Tuesday, June 17, 2014

Trading Up for Success

We gave our 11-year-old son an iPod Touch for Christmas. It was a cop-out gift. We couldn’t think of anything “big” and his siblings were getting big presents. All he’d mentioned he wanted were nerf guns and ridiculously-expensive Lego sets. My problem with those choices is that Lego land mines carpet the floor of his room and every time I vacuum any room in our house I am forced to stop multiple times to pick up nerf bullets of every shape and size. (I would suck them right up which would be satisfying but ultimately mean more work for me since they clog up the vacuum.).

In an act of desperation, and with complete lack of forethought, we purchased an I-touch.

Here’s another little piece of background knowledge you should have – this child is my most screen-addicted off spring.

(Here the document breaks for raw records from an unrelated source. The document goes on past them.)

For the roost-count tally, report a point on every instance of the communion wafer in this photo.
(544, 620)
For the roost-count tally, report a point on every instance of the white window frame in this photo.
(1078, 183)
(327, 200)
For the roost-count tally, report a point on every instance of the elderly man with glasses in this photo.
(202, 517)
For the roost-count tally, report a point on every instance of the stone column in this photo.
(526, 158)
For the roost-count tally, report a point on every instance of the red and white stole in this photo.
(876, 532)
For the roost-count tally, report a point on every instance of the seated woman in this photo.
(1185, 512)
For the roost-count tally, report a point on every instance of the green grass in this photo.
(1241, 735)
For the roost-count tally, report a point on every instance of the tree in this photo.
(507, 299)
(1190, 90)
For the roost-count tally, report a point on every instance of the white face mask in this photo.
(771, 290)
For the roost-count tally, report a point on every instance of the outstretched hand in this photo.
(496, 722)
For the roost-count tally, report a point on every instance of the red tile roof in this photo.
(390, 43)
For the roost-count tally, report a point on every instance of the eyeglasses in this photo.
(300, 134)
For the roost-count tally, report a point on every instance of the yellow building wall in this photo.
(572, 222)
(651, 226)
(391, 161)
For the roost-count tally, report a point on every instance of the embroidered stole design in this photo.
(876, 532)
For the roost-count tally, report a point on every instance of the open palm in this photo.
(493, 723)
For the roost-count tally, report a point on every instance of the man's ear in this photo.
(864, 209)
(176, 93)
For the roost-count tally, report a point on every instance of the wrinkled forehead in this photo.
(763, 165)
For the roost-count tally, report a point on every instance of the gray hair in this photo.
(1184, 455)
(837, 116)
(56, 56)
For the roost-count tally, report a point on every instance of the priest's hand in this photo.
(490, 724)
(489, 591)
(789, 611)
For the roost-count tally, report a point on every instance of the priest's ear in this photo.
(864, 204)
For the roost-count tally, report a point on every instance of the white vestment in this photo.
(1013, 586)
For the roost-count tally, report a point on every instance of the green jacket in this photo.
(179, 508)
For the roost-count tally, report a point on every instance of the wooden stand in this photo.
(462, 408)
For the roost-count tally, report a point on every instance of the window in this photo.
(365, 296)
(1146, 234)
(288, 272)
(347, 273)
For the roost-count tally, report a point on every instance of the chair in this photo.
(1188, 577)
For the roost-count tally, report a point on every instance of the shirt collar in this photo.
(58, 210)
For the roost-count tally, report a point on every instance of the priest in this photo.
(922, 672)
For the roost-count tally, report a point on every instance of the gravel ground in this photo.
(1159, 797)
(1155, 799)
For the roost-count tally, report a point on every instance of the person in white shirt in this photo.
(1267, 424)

He’s a sweet, obedient child but screens bring out a desperate, lying side we rarely see. Until he discovered the joys of YouTube and Minecraft we rarely fought. Now it is a scab we pick at daily.

So why, pray tell, would we buy him his own personal screen? Good question.

A few years ago, I spent a year breaking a particularly difficult horse. What made him difficult wasn’t his attitude, but his curiosity and his smarts. He taught me time and again that if I wanted him to make the right choice, I needed to make the right choice easy. Putting a screen under my child’s nose is not making the right choice easy.